I am trying to get REW set up on my vista laptop. I tried my older Sound Blaster USB card and couldn't get a smooth response. When I plugged the output from the soundcard into an AVR, I noticed a lot of 'pop's and crackles as the sweeps played. Thinking I must have a bad card, I went and got a Behringer UCA202 as has been reported to work with Vista. I have not been able to plug this one into an AVR yet, but so far the measurements look the same as the sound blaster. I have tried changed the levels and making sure that every other audio control on my laptop is disabled. Same thing. I can adjust levels but my measurements always have these 'pop' in them. I have tried another USB port and the same issue. Java is up to date at version 6-10.

ANy ideas?


----------



## brucek (Apr 11, 2006)

> every other audio control on my laptop is disabled.


Be sure that the wireless is shut off.

Don't bother with anything else until you have a proper soundcard calibration completed and tested.

When doing the soundcard cal routine, attempt a few different sweep levels i.e. up to -6dBSPL.

Can you post a pic of your REW settings page. (you may need to go to the post padding thread and burn up 5 post before you can post pics)

brucek


----------



## Guest (Nov 13, 2008)

Thank you for the help.



brucek said:


> Be sure that the wireless is shut off.


I forgot to add that I did have the wireless off when I was testing.



brucek said:


> Don't bother with anything else until you have a proper soundcard calibration completed and tested.
> 
> When doing the soundcard cal routine, attempt a few different sweep levels i.e. up to -6dBSPL.


I did maybe 100 sweeps with various settings and all of them shared the popping noise.



brucek said:


> Can you post a pic of your REW settings page. (you may need to go to the post padding thread and burn up 5 post before you can post pics)
> 
> brucek



Was the image from my last post visible?


----------



## Mike P. (Apr 6, 2007)

> Was the image from my last post visible?


Yes. :T


----------



## brucek (Apr 11, 2006)

> I did maybe 100 sweeps with various settings and all of them shared the popping noise.


Why is there sound occuring when running the soundcard calibration routine, when the only thing hooked up is a loopback cable on the right channel?

brucek


----------



## Guest (Nov 13, 2008)

At first, I only had the one channel hooked up in loop-back mode. i noticed that the graph looked like popping, and it was never in the same place twice. After that, I tried running the cal test with the output from the soundcard running into an AVR. This is when I could clearly hear the crackle and pop on the sweeps. I have poked around and it seems that vista has been having some problems of this type. I just flashed the bios on my laptop and updated all of my drivers. I did find this update from HP that seems to relate to this problem. I have loaded all the updates and will test it out in a few.

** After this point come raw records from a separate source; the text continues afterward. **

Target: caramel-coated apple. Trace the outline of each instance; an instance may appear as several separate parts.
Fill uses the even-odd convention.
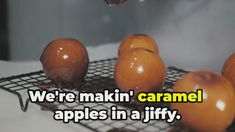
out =
[[[123,39],[118,49],[118,56],[133,48],[145,48],[158,54],[156,41],[147,34],[133,34]]]
[[[40,61],[47,77],[60,88],[80,87],[89,65],[87,50],[75,39],[50,42]]]
[[[225,61],[222,75],[227,78],[235,88],[235,53]]]
[[[163,87],[166,67],[153,51],[143,48],[131,49],[117,60],[114,78],[121,91],[158,91]]]
[[[208,71],[184,75],[173,86],[173,92],[203,90],[202,103],[172,103],[178,110],[180,123],[196,132],[223,132],[232,123],[235,94],[232,84],[224,77]]]

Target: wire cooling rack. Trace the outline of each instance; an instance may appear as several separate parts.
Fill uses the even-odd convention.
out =
[[[104,89],[109,89],[111,91],[114,90],[116,88],[115,81],[113,79],[115,63],[116,58],[91,62],[82,87],[79,88],[79,90],[73,89],[69,91],[78,93],[78,91],[101,92]],[[164,90],[170,91],[173,84],[185,73],[187,72],[184,70],[168,67]],[[18,96],[21,109],[24,112],[26,112],[28,109],[29,97],[27,91],[29,89],[56,89],[55,85],[49,79],[47,79],[43,71],[2,78],[0,79],[0,88]],[[120,109],[133,109],[133,107],[138,107],[136,105],[128,105],[129,107],[126,107],[123,104],[80,103],[78,101],[74,103],[40,103],[39,105],[42,106],[42,110],[51,111],[55,109],[83,109],[84,107],[90,107],[91,109],[96,110],[109,110],[112,105],[116,105]],[[112,121],[110,119],[105,121],[86,120],[81,121],[79,124],[96,132],[165,132],[169,131],[171,128],[171,125],[164,121],[151,121],[145,124],[141,123],[141,121],[132,121],[130,119],[125,121]],[[232,131],[234,131],[234,129],[232,129]]]

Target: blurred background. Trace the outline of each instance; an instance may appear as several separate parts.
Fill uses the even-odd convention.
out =
[[[234,7],[234,0],[128,0],[116,7],[103,0],[1,0],[0,59],[39,60],[61,37],[117,51],[126,35],[146,33],[168,65],[220,71],[235,52]]]

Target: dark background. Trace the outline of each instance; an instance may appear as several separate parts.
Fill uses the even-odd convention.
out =
[[[7,0],[0,0],[0,60],[9,59]]]

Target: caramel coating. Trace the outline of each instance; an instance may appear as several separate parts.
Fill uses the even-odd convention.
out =
[[[173,92],[203,90],[202,103],[172,103],[182,116],[180,122],[194,131],[222,132],[233,121],[235,94],[232,84],[212,72],[198,71],[184,75]]]
[[[118,58],[114,78],[122,91],[156,91],[163,87],[166,67],[159,55],[135,48]]]
[[[227,78],[235,87],[235,53],[225,61],[222,75]]]
[[[80,87],[89,64],[87,50],[75,39],[50,42],[40,61],[45,74],[60,88]]]
[[[145,48],[158,54],[156,41],[147,34],[133,34],[123,39],[118,49],[118,56],[133,48]]]

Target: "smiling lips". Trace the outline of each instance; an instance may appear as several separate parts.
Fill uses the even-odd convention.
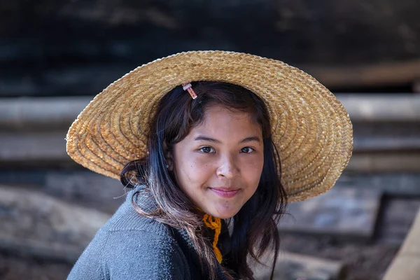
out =
[[[231,198],[233,197],[239,191],[239,189],[232,190],[225,188],[210,188],[214,193],[224,198]]]

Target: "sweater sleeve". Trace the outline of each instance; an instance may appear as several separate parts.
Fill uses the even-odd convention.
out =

Thanks again for the help,

Jason


----------



## Guest (Nov 14, 2008)

Thanks for the help guys. It looks like the USB fix from HP took care of the problem.










Now I can go and play.


----------



## sportflyer (May 2, 2010)

I also intend to get a UCA 202. Did you have to install the Asio Win drivers from the Behringer website ? Did Vista automatically detect your USB soundcard ? Did you have to use the Vista's Audio Mixer to set your volumes? Thanks.


----------



## TKNice (Jun 3, 2009)

Sorry to hijack your thread, but is anyone using the UCA 202 with windows 7? If so, looks like I'll pair it up with the Radio Shack meter and my HP Mini 311 to start my REW journey!

Should all of this work well?

Thanks!

-TK


----------



## glaufman (Nov 25, 2007)

Hi there. You should know, you're posting in a very old thread. 
A quick search turned up this thread, which you may find useful...
http://www.hometheatershack.com/for...solutions-calibration-rew-windows-7-more.html


----------